Merhabalar sevgili okurlar. Bu güzel alıntıyı en başa yazmak istedim. Çünkü hayat, kişiden kişiye anlamı değişiyor ve bu anlamlar, düşünceler hayatta yaşadıklarımızla değişip farklılaşıyor. Kitaplar ise bizim arkadaşımız, sırdaşımız ve can yoldaşımız. Gerçekten de hayat kitapla güzel :)
Kitaptaki bir alıntıyla devam edecek olursak:
" Ben ne yazabilirim ki?
Yazdığım neye yarar?
Olsun, işte besmeleyi çektim, işte yazıyorum."

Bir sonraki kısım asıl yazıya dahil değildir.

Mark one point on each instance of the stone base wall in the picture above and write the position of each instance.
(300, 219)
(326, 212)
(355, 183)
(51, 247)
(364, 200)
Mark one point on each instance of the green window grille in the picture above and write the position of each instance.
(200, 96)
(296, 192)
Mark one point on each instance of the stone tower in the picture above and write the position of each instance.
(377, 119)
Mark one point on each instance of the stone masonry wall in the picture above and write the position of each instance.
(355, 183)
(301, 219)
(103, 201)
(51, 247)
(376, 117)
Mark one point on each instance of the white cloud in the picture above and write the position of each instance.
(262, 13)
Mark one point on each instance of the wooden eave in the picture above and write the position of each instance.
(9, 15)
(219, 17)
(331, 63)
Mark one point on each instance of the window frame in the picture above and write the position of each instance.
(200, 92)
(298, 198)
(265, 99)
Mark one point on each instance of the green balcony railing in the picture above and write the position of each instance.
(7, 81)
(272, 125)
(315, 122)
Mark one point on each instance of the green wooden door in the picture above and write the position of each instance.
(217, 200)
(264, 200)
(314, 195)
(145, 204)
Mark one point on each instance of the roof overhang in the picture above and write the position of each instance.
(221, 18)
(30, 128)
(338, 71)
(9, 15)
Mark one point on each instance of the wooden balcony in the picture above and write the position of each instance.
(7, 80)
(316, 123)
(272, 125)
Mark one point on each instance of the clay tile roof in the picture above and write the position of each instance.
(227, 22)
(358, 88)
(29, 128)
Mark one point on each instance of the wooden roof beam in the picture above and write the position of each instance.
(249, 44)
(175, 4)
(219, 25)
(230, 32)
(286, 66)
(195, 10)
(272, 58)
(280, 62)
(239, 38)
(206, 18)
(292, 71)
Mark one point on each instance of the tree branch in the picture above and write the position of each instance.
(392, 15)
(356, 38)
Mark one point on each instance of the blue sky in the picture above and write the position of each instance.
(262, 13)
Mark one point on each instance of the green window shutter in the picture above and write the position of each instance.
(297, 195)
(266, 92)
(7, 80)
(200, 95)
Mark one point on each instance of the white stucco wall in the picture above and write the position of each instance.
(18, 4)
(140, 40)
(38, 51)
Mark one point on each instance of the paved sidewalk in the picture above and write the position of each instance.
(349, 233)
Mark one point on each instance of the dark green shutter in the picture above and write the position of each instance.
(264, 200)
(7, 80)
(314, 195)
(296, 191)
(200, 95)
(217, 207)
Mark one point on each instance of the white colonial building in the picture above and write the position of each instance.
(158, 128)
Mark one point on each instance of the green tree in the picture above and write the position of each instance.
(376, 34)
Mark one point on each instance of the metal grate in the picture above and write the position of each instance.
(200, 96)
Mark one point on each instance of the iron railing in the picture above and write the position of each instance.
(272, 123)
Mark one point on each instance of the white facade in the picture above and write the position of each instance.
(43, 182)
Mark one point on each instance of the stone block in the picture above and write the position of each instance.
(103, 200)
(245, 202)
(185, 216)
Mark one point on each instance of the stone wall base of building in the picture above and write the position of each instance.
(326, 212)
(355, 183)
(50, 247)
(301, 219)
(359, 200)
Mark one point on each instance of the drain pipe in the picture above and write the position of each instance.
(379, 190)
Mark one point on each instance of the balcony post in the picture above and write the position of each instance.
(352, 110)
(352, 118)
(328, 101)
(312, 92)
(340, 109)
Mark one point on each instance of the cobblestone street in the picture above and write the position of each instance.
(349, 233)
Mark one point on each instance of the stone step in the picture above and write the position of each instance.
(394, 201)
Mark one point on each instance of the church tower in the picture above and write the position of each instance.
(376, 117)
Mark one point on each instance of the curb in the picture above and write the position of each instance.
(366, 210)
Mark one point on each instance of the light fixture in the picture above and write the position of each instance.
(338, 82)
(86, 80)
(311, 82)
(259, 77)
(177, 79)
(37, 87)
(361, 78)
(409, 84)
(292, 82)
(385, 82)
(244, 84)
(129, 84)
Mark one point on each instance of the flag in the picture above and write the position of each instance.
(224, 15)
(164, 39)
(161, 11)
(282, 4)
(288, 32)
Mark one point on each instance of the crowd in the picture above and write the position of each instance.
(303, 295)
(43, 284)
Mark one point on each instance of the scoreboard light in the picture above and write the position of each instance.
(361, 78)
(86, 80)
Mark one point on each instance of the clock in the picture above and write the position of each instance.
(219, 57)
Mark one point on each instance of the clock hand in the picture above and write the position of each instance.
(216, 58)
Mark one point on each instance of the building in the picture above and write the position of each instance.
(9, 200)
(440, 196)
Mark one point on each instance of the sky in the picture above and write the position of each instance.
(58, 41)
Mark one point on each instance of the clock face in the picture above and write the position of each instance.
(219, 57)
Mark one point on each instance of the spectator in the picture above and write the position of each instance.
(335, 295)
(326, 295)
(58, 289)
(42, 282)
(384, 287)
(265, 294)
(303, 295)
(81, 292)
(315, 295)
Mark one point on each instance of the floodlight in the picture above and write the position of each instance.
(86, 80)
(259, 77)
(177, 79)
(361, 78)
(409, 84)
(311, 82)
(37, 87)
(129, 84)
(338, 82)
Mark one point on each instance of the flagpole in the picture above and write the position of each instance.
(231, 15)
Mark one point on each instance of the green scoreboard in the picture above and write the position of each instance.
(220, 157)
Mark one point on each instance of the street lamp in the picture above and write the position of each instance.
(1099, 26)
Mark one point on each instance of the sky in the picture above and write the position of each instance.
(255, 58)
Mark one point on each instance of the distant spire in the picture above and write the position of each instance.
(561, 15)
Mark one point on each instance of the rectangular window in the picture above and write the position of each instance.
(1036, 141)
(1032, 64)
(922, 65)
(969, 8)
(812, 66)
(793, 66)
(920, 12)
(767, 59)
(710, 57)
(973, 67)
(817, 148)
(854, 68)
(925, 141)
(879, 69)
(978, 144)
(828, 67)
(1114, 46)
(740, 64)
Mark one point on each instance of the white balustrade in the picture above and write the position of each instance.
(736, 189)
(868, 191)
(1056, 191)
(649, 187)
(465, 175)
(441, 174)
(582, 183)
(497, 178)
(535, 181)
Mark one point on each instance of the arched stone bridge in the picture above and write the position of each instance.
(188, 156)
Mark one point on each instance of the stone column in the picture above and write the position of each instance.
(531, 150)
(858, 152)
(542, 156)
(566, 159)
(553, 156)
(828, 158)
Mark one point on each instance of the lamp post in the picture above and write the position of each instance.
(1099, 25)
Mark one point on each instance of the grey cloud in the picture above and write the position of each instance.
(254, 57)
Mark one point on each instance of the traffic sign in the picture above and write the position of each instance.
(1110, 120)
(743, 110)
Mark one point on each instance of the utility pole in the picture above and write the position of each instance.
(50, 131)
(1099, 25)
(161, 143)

Ben de besmeleyi çektim. İşte yazıyorum:)
Bulgaristan göçmeni Ali Bey ve Münire Hanım`ın tanışma öyküsü ve birlikte kaçmaları üzerinden hikayemiz başlıyor. Biz bu hikayeyi tabi Ali Bey`in oğlu vasıtasıyla okuyoruz. O anlatıyor bizlere.
Kitap akıcı ve doğal bir dille yazılmış. O kadar doğal ki halktan yani bizlerden birer parçayı içinde bulunduruyor. Aşk, özlem, mutluluk, hüzün hepsi var. Bir kasabada geçen olaylar biz okuyucuları da haliyle o dünyaya çekiyor. Bir sonraki sayfada acaba ne olacak? Diye merak edip duruyorsunuz.
Turan, Suna, Feride, sarhoş Selami hepsinin hikayesi sizi etkiliyor. Bu uzun hikayede hepsinin bir etkisi var. Anadolu`yu ve onun gerçeklerini güzel anlatan bir hikaye olmuş.
Kitabı okumanızı tavsiye ediyorum. Hatta sonra 2012 yapımı başrolde Kenan İmirzalıoğlu ve birbirinden değerli oyuncuların oynadığı yaklaşık 2 saat olan kitap adıyla aynı isimli Uzun Hikaye filmini de izlemenizi tavsiye ederim :)
Keyifli okumalar
Kitapla kalın...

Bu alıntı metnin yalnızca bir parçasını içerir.